On peut admirer l’univers, et les plus grands scientifiques sont aussi ceux qui s’émerveillent le plus. Ceci étant dit, on ne peut pas prouver l’action d’un Dieu Créateur à partir du monde lui-même et des découvertes scientifiques. C’est une question de philosophie que nous traitons rapidement. Saint Thomas d’Aquin écrit : « On ne peut établir que le monde a commencé en raisonnant à partir du monde lui-même, car le principe de la démonstration est la ‘quiddité’ [ce qu’est une chose]. Or, en considérant un être selon son espèce on l’abstrait du temps et de l’espace, c’est pourquoi l’on dit des universaux qu’ils sont partout et toujours. » (I Prima Pars Qu.46 a.2) Autrement dit, en faisant des abstractions à partir du monde et des découvertes scientifiques, on sort du temps et de l’espace, et on ne peut donc pas prouver l’action d’un Dieu Créateur. « Cependant la volonté divine peut se manifester à l’homme par la révélation, fondement de notre foi. Aussi, que le monde ait commencé, est objet de foi, non de démonstration ou de savoir. »  (I Prima Pars Qu.46 a.2) 

« Qu’est-ce que l’homme pour que tu penses à lui, le fils d’un homme, que tu en prennes souci ? » Ici, le psalmiste prend conscience de l’amour du Créateur à son égard. Le ciel azuré, la lune, les étoiles, portent à l’homme un « je t’aime » de la part du Créateur, et l’homme peut entendre ce « je t’aime », et y répondre ! Et c’est en entendant ce « je t’aime » du Créateur par un acte d’attention, et en y répondant par un acte d’amour en retour, que l’homme se remplit de l’amour même qui anime l’acte créateur, et alors, l’homme est couronné de gloire et d’honneur.

« Tu l’as voulu un peu moindre qu’un dieu, le couronnant de gloire et d’honneur ; tu l’établis sur les œuvres de tes mains, tu mets toute chose à ses pieds.
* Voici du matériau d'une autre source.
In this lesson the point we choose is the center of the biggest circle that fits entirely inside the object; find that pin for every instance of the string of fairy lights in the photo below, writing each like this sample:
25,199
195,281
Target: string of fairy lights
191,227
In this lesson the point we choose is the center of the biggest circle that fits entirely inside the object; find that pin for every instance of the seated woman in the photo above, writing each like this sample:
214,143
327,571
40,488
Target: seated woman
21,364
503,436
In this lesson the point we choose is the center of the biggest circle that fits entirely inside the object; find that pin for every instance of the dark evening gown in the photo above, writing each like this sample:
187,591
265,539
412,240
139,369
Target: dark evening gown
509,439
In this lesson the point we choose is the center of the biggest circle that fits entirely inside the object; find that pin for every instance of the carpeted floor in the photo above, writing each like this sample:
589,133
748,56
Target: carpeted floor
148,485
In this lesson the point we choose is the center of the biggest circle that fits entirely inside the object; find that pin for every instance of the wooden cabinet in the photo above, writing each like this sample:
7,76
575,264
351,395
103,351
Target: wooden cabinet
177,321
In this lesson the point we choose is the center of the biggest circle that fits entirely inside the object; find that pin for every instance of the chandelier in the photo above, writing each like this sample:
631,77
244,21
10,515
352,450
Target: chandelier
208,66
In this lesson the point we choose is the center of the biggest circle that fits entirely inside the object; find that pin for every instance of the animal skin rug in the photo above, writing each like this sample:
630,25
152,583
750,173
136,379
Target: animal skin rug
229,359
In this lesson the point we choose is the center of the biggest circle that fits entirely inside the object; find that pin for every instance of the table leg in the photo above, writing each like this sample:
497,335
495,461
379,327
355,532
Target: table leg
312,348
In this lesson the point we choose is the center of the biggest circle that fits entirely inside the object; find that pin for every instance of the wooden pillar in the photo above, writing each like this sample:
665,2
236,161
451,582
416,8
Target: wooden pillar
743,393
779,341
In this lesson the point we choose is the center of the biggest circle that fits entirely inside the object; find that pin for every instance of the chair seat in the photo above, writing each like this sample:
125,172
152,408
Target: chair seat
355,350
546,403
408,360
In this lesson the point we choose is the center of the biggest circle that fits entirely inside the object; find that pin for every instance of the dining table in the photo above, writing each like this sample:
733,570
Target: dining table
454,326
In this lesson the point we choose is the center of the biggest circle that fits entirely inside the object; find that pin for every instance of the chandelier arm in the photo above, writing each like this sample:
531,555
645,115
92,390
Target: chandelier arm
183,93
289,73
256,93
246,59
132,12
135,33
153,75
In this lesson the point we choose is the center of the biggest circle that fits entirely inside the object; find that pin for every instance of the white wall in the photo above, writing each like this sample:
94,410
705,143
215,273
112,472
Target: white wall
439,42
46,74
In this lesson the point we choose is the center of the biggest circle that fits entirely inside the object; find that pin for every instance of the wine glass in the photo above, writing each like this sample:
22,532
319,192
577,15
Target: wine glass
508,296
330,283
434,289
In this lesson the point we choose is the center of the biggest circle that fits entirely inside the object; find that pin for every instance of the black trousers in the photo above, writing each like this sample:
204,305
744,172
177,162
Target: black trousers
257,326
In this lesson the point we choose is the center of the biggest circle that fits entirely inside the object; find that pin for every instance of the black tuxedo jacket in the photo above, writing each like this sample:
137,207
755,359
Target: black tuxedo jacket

Les troupeaux de bœufs et de brebis, et même les bêtes sauvages, les oiseaux du ciel et les poissons de la mer, tout ce qui va son chemin dans les eaux. »
Ccc Le Créateur se comporte vis-à-vis de l’humanité comme un Père envers son fils. Il n’est pas jaloux de ses biens. Il les lui donne, il les lui confie. Il a préparé plein de choses que son fils découvre au fur et à mesure, en grandissant. Qu’est-ce que l’homme ! L’homme ne doit pas déchoir de sa noblesse, il doit considérer le cadeau qui lui est fait, il doit s’intéresser à son Père, le Créateur, et apprendre de lui comment utiliser tout ce qui est mis à sa disposition. Dieu a préparé tant de chose pour l’homme, il a mis tant de bonté et de beauté dans chaque chose créée, quelle injustice si l’homme les utilise en mettant Dieu de côté ! C’est pourtant ce qui se passe. Les générations sont appelées à se resaisir et à réapprendre à vivre à la hauteur qui leur est destinée, celle du fils que l’on laisse passer pour qu’il marche à côté du roi de l’univers, parce que c’est son Père.
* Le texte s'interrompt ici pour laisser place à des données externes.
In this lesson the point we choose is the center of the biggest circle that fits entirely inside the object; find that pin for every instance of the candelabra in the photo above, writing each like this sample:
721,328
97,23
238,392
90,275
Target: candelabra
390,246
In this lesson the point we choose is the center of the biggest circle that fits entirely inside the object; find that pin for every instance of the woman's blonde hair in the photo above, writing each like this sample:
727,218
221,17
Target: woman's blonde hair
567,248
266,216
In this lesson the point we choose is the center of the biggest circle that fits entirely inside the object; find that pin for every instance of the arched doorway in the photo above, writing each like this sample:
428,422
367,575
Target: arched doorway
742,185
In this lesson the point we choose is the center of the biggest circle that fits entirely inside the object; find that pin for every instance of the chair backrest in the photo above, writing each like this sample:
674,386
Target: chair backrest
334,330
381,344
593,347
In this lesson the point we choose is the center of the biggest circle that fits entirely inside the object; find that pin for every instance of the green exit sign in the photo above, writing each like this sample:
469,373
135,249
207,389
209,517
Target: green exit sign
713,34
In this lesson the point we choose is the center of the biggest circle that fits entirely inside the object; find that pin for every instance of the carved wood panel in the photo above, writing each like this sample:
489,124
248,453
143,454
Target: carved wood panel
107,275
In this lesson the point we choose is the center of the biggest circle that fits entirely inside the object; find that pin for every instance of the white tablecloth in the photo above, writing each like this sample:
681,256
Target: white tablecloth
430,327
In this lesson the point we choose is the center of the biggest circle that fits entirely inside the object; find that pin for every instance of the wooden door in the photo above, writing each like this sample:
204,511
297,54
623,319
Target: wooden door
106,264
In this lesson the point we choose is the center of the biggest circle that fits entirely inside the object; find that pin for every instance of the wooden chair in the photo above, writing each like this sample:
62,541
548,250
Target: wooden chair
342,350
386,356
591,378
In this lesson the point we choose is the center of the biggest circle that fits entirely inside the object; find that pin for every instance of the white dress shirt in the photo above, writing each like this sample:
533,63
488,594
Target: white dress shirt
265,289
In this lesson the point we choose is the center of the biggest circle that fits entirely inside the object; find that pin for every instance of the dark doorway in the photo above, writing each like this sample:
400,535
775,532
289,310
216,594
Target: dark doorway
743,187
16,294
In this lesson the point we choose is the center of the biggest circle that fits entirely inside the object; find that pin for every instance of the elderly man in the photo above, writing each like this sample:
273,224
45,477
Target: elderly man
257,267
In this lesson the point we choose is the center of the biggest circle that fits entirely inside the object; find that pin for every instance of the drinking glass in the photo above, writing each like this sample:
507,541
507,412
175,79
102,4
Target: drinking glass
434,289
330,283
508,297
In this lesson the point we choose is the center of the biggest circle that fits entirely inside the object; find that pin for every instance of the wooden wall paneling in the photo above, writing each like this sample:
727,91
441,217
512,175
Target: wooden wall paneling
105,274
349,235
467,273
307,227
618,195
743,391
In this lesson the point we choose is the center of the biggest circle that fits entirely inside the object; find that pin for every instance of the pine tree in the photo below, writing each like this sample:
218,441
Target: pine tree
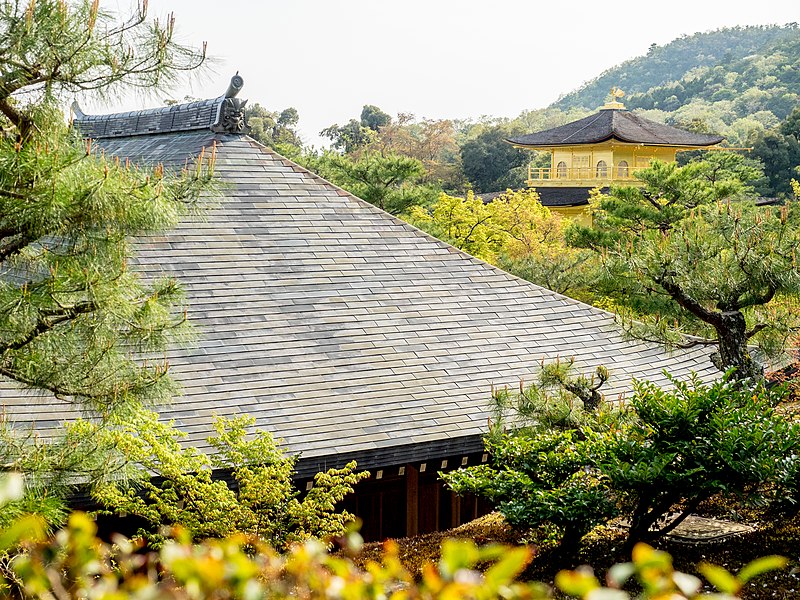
692,252
73,316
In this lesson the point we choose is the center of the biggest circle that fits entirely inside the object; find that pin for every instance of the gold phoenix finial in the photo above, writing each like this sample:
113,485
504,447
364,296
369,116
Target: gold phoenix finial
613,100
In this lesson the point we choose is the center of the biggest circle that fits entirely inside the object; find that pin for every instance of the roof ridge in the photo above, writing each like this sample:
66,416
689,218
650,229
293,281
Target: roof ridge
223,114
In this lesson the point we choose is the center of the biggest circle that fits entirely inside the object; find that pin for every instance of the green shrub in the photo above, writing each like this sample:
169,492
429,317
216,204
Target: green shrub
665,448
178,486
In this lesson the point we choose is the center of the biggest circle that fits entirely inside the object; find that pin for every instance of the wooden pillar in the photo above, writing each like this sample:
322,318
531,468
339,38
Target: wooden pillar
412,501
455,510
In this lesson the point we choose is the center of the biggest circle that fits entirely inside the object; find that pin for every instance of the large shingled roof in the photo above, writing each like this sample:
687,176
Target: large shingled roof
341,329
622,125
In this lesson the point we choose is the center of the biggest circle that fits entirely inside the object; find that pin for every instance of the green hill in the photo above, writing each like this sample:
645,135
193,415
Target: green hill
669,76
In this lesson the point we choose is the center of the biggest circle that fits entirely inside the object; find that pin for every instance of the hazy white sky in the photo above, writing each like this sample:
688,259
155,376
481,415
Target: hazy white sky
432,58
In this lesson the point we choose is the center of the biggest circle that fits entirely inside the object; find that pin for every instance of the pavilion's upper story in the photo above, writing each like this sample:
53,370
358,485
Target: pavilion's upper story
606,147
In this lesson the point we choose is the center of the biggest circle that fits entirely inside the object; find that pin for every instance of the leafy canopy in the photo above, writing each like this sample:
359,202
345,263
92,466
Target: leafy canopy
691,252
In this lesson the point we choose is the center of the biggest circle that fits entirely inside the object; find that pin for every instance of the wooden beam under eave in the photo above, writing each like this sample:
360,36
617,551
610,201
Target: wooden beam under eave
412,501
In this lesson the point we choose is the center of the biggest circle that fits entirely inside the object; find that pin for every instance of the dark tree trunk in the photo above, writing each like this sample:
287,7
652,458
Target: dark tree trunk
733,351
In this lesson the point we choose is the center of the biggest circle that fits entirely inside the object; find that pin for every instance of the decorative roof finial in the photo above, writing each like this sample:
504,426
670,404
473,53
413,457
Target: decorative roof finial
230,115
613,102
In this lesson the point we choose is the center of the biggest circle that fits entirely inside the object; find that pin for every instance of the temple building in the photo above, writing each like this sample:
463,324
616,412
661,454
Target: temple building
607,147
344,331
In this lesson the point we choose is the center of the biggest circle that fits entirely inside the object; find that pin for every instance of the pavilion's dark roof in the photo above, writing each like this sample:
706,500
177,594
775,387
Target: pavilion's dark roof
553,197
615,124
341,329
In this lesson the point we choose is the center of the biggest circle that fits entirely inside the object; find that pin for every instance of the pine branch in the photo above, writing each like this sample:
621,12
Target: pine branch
50,322
687,302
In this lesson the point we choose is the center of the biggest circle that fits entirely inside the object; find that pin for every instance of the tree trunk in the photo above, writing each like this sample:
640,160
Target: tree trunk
733,351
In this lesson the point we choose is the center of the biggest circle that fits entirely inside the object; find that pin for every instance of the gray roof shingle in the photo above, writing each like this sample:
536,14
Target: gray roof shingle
341,329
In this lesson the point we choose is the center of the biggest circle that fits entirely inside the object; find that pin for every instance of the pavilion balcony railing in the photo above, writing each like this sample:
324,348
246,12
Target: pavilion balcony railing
537,174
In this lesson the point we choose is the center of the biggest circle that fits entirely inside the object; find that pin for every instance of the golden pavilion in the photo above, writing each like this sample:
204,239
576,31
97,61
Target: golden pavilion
605,148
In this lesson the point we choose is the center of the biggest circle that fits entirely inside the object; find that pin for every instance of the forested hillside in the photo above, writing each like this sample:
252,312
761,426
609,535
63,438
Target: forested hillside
742,83
725,48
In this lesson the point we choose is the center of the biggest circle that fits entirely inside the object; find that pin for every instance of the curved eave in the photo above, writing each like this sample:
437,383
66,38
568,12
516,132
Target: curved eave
614,138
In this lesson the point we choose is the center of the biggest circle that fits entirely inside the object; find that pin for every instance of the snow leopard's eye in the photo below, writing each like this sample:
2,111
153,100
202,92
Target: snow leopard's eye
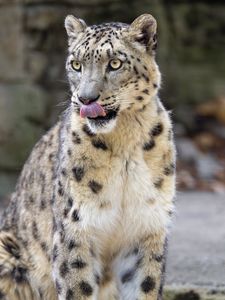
76,65
115,64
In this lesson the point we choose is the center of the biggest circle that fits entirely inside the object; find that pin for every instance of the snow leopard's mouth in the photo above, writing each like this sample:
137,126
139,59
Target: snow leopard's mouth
109,115
92,110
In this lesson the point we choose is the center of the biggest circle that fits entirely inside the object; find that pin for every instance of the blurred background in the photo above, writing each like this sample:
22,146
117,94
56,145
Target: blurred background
191,55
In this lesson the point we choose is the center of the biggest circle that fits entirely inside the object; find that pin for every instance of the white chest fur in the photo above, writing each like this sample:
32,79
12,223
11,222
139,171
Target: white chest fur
134,207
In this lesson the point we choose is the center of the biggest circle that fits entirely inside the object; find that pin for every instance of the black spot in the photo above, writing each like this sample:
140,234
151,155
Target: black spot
40,293
75,216
42,204
95,186
65,212
99,144
63,269
64,173
78,173
157,130
158,257
97,279
55,252
35,231
44,246
70,202
19,274
189,295
139,98
158,183
128,276
78,264
148,146
87,130
75,137
145,91
69,294
148,285
11,247
60,191
72,244
86,288
58,287
169,170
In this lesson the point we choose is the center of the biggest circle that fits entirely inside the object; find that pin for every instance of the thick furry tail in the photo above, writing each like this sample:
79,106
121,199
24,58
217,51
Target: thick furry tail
14,284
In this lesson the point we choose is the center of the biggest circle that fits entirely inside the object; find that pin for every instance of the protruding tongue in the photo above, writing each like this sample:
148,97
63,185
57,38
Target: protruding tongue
92,110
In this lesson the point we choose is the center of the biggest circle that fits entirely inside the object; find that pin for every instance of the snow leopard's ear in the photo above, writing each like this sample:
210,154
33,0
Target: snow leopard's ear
74,27
142,32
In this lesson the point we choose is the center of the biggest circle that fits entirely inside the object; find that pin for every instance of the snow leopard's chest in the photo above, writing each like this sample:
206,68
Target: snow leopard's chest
126,207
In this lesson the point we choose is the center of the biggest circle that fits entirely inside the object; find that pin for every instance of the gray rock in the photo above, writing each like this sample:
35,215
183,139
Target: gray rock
22,115
12,46
187,151
207,166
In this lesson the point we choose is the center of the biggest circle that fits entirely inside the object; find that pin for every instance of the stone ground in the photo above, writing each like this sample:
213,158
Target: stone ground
196,257
196,260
« Tu l’établis sur les œuvres de tes mains, tu mets toute chose à ses pieds. Les troupeaux de bœufs et de brebis, et même les bêtes sauvages, les oiseaux du ciel et les poissons de la mer, tout ce qui va son chemin dans les eaux. » 
Tel qu’il est sorti des mains de Dieu, l’homme a de quoi penser sa vie, la diriger, il a la maitrise intérieure de son acte. Pourquoi faudrait-il qu’il fasse confiance à plus grand que lui et le croie sur parole ? C’est toute la question des humanistes, mais cette question se posait déjà au temps de saint Thomas d’Aquin. L’homme peut se suffire à lui-même. Il est même dangereux de croire, car alors on ne peut pas être sûr, on n’est plus maître, et même ce qu’il y a d’invisible se découvre à la pensée, donc il n’y a pas besoin de religion. 
 La réponse de saint Thomas d’Aquin part de l’exemple de l’eau des océans. 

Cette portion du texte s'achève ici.